Okay, it's just integers, not lots.
Yeah, okay, so it's 16-bit and it's also 16 kilohertz.
But yeah, technically, you can resample and convert any kind of audio,
whatever sample rate to 16.
And yeah, I mean, would you get better results if the model was able to process higher sample rate or higher habits?
It's just one less step really because
you've got the FFmpeg in here now
so you have one more dependency really in the chain of
if we were leveraging say this
on a daily basis for production flows
to get transcripts or
most of the way for transcripts so that's just
one more step really. It's not
really an issue necessarily it's just one more thing
in the tool chain. Yeah that's the
drawbacks of C and this environment.
You don't have like Python.
You just pip install or whatever
and you can create party libraries.
Here it's more difficult
and you have to stick to like the basics.
So your examples have a lot of cool stuff.
Karaoke style movie generation,
which is experimental.
You can tweak the time stamping
and the output formats kind of to the hilt to get exactly what you're looking for. And then also you
have a cool real time audio input example where it's basically streaming the audio right off the
device into the thing and, you know, saying what you're saying while you're saying it or rightly
right after you say it. I hear the next version,
it's going to actually do it before you say it,
which will be groundbreaking.
But what are some other cool things
that people have been building?
Because I mean, the community
has really kind of bubbled around this program.
Do you have any examples of people using
whisper.cpp in the wild or experimentally that are cool?
Yes, this is definitely one of the cool parts of the project.

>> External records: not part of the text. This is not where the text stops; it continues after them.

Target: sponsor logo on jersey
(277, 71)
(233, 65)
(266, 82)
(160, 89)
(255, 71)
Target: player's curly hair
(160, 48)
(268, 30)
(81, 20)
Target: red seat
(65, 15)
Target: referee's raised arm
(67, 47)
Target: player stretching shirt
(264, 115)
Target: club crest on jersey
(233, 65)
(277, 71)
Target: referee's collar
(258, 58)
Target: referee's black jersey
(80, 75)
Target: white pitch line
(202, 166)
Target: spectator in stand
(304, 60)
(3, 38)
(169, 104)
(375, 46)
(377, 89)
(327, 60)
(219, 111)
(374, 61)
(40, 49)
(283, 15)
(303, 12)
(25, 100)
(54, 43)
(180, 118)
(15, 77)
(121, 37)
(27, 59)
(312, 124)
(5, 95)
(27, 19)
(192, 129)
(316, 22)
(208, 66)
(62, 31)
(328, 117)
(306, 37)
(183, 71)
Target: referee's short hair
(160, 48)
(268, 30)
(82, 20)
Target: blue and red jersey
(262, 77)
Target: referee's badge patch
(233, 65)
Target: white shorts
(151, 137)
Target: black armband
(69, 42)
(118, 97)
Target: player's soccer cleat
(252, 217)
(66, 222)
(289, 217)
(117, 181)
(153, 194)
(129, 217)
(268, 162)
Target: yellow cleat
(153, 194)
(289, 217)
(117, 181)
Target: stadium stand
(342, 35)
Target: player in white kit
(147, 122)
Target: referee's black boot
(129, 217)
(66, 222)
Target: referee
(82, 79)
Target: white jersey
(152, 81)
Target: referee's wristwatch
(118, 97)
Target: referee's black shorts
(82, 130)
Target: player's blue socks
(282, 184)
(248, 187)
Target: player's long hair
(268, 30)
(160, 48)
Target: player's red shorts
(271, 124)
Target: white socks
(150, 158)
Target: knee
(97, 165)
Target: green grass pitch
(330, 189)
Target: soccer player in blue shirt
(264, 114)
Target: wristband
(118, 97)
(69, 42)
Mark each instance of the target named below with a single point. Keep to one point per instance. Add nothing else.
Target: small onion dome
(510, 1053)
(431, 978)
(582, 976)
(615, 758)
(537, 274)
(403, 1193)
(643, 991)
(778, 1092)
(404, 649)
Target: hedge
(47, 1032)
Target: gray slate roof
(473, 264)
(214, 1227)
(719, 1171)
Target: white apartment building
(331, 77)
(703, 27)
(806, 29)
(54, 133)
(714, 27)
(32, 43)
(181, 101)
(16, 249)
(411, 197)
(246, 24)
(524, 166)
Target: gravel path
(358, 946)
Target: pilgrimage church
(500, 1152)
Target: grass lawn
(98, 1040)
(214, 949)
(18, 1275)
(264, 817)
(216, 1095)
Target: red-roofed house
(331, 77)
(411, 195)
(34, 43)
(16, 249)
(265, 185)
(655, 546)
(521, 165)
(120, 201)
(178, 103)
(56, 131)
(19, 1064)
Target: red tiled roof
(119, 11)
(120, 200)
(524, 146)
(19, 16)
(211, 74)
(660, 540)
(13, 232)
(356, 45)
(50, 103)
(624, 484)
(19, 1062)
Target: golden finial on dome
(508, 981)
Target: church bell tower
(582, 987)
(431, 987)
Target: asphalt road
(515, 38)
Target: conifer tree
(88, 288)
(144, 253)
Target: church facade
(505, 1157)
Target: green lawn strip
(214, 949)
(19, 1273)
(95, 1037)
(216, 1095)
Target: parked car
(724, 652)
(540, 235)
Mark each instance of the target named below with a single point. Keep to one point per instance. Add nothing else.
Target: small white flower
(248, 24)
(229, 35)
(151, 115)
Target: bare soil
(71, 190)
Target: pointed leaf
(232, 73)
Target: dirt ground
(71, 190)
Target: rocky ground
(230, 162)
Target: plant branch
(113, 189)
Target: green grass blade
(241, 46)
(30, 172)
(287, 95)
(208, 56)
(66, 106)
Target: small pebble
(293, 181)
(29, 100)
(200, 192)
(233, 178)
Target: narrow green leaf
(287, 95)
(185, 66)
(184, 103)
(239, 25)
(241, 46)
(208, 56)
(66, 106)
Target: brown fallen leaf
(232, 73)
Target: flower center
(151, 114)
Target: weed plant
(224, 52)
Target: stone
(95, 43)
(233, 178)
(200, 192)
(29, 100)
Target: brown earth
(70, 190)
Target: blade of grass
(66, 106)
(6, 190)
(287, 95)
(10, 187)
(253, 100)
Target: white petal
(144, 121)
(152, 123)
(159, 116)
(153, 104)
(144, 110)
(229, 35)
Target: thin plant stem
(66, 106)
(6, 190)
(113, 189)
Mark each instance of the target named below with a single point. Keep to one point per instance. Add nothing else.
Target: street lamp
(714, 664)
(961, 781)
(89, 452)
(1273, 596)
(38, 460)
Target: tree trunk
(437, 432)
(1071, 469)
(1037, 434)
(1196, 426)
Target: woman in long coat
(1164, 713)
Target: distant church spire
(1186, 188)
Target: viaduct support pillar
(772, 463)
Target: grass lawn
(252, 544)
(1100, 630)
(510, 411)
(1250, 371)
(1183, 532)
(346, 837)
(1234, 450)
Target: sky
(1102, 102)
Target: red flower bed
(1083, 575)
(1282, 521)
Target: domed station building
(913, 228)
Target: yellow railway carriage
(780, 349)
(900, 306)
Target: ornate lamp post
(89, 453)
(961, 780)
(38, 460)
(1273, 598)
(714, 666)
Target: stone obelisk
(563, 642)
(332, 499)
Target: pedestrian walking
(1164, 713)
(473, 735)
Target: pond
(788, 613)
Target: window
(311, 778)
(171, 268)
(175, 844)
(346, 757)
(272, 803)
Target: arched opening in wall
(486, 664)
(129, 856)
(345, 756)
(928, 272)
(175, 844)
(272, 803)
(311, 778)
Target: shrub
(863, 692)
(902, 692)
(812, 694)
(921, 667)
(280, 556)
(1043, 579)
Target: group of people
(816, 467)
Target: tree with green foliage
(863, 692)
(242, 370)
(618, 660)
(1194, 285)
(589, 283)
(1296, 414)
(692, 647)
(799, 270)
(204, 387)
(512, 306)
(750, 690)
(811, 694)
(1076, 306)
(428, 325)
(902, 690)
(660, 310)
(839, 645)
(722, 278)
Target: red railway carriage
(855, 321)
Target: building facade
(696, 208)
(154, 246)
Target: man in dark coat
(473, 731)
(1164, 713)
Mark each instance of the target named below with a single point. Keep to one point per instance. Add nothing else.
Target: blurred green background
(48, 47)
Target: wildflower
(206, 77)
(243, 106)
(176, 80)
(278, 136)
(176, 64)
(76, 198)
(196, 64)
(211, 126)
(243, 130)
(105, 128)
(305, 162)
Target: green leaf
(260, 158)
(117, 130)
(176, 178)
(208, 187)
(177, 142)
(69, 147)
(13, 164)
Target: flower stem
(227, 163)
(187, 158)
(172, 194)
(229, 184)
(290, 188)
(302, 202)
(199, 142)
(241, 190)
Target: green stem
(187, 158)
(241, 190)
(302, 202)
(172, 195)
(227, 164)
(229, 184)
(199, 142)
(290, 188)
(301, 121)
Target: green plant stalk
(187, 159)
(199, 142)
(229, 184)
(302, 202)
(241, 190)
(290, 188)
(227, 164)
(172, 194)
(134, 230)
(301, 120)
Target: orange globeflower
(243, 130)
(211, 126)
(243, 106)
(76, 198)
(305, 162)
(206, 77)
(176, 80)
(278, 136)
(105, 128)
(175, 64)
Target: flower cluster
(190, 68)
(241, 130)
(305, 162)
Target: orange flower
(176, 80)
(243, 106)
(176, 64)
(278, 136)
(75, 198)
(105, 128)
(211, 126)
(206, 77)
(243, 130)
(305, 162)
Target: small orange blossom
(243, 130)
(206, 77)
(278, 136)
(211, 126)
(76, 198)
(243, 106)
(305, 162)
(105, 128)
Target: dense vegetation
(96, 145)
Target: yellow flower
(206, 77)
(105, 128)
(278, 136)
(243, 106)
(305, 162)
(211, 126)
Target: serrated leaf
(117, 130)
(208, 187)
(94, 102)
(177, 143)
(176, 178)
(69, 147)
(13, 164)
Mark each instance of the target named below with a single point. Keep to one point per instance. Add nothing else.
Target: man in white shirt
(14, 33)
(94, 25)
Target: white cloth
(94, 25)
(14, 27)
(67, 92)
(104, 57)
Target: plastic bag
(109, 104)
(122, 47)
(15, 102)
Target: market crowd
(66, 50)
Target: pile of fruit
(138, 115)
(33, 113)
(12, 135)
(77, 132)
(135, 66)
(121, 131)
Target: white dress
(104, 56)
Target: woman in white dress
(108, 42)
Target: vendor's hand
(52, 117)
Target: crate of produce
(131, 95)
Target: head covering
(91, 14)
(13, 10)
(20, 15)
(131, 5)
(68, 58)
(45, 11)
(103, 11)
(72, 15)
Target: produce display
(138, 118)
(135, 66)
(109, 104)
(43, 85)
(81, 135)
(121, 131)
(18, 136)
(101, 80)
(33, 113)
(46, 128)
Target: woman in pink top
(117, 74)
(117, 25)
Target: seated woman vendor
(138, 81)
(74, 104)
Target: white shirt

I really like the contributions and people using it
and giving feedback and all this stuff.
Yeah, I definitely, there are quite a few projects already running.
Like, there are people making iOS applications,
macOS applications,
they're like companies
with bigger products
integrating into them.
I'm not sure we should say names,
but it's definitely being applied
in different places.
And yeah, I guess another interesting
application is at some point
we got it even running in a web page and one of the examples
does exactly that basically with web assembly you can load the model in a web page in your browser
and basically you don't even have to install like the rep or compile it you just open a browser and
you start transcribing you just yeah you still have to load the model,
which is not very small.
But it's amazing it can run even in a web page.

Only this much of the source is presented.